HIV criminalization Within A Social Context Of Social Class With Lessons From USA
There is a social context within which the criminal justice system operates. Scholars draw parallels of HIV criminalization with politics of law and order. It is an encounter in which treatment of culprits, who are mostly minorities in US are still treated much the same way as color bar America of the civil war era and up to 1950-1960.
HIV criminalization laws are severe and are written in the same static manner and spirit that has persisted in USA. They are coached in a manner ensuring antagonistic law and order abuses intended to punish certain racial groups (Brown 2016). Scholars continue to state that even when dignity affirming laws for all Americans could be enacted there are fears of white backlash which appears in many forms. It could be voter apathy at the voting booth or appeasement of the power-players in the state and other vested interests.This has been shown to be the case from the times of President Johnson and other liberal Democrats who were overly cautious in dealing with the intense racial issues.

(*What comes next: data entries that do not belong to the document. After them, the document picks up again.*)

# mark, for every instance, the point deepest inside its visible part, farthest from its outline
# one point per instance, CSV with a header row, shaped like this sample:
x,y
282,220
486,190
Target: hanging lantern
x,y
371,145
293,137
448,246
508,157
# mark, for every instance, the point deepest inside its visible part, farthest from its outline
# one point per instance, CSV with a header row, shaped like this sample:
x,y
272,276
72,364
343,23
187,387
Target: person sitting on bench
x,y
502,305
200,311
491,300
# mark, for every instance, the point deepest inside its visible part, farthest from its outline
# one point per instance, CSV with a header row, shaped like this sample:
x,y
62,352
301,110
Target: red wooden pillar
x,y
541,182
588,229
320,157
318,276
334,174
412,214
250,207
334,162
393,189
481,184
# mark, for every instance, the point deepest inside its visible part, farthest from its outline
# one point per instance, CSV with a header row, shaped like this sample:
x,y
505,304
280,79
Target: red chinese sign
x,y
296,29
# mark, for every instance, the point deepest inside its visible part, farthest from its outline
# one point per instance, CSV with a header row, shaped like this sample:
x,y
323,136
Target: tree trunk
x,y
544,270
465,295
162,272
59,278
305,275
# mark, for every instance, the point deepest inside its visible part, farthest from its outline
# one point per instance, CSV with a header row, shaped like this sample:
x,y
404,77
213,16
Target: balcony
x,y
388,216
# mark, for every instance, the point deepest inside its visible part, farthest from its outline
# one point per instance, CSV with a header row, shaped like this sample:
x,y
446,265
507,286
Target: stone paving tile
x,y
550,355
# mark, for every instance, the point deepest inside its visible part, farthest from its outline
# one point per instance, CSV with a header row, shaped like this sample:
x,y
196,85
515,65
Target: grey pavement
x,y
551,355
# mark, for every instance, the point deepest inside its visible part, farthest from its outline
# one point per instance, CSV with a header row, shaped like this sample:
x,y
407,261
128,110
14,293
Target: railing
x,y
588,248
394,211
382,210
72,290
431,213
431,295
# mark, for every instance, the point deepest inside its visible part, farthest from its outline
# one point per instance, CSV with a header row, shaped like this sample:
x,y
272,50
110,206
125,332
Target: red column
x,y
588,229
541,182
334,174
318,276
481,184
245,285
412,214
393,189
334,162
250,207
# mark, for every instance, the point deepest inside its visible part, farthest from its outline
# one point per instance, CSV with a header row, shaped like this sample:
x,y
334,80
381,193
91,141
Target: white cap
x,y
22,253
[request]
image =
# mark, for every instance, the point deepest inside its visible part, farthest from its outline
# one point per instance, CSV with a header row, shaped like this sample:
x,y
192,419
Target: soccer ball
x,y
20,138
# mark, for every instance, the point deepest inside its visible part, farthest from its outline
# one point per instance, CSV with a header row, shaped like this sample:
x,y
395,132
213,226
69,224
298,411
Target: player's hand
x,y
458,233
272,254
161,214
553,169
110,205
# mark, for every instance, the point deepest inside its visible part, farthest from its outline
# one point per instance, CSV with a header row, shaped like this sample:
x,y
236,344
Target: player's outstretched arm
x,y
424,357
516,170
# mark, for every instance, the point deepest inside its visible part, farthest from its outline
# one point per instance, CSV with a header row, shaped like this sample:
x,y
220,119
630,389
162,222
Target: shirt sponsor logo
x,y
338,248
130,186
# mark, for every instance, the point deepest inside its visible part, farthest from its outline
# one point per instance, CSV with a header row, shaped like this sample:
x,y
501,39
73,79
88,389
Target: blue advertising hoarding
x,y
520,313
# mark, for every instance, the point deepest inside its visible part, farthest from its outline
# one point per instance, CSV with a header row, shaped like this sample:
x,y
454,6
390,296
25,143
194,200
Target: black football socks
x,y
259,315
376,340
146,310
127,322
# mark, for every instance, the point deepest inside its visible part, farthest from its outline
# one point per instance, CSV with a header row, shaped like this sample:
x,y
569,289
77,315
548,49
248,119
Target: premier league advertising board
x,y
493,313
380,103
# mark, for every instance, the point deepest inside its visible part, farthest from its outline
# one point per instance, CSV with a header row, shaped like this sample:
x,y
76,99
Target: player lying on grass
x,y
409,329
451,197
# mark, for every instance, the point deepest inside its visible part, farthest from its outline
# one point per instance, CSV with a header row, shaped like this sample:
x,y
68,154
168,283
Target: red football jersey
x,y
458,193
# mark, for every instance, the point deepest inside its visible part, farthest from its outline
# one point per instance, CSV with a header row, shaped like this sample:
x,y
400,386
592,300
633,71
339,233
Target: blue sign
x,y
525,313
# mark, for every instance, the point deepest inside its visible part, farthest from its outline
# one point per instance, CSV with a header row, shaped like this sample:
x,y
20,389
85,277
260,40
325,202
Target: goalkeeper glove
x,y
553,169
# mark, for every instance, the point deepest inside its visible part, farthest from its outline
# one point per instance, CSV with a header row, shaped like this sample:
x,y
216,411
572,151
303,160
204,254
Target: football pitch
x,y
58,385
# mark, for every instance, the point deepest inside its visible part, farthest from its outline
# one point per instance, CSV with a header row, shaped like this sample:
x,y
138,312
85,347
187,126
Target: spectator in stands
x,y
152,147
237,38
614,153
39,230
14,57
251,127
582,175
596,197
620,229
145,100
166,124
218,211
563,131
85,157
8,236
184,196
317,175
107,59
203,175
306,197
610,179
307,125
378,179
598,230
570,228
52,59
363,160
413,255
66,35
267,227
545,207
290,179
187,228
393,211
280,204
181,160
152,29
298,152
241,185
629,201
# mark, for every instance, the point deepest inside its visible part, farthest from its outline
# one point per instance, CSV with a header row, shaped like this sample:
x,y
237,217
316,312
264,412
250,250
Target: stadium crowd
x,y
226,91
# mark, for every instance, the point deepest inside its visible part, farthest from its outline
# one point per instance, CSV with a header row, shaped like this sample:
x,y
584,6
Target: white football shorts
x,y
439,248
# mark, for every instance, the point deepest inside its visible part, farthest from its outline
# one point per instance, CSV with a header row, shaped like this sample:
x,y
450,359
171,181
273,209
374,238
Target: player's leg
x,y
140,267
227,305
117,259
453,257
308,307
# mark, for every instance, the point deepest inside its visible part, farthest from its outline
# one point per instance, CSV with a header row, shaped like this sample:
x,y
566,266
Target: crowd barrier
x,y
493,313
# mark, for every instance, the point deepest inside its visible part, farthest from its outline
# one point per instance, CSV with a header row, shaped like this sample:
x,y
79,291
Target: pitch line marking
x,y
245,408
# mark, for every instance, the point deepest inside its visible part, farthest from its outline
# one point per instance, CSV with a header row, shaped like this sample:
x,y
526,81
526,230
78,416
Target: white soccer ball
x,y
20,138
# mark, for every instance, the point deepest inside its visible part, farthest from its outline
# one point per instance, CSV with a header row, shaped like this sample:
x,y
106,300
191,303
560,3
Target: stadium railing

They created a culture in which it was easier to deny existence of these concerns and instead they sought to construct a narrative about the issues that was accordingly constructed to appease those in power and was politically expedient. Conservatives are bolder and have cultivated a narrative using majority white sentiment-supporting institutions, they appeal to this group’s demonstrable fears such as the archetypal savage and uncultured over sexualized black male attacking the noble, vulnerable and innocent white female. This cognitive model has been behind the need to prescribe law and order infused rules. There are various examples of this from Alabama, Georgia, California, Arkansas, Ohio to New York. Ronald Reagan, Richard Nixon and George Wallace, are known as the promoters of the “law and order” model. To them and many others law enforcement was not the problem; it was the solution. According to an AIDS law report, in Pennsylvania, HIV shifted from a public health problem to a criminal justice issue and so many other states followed suit.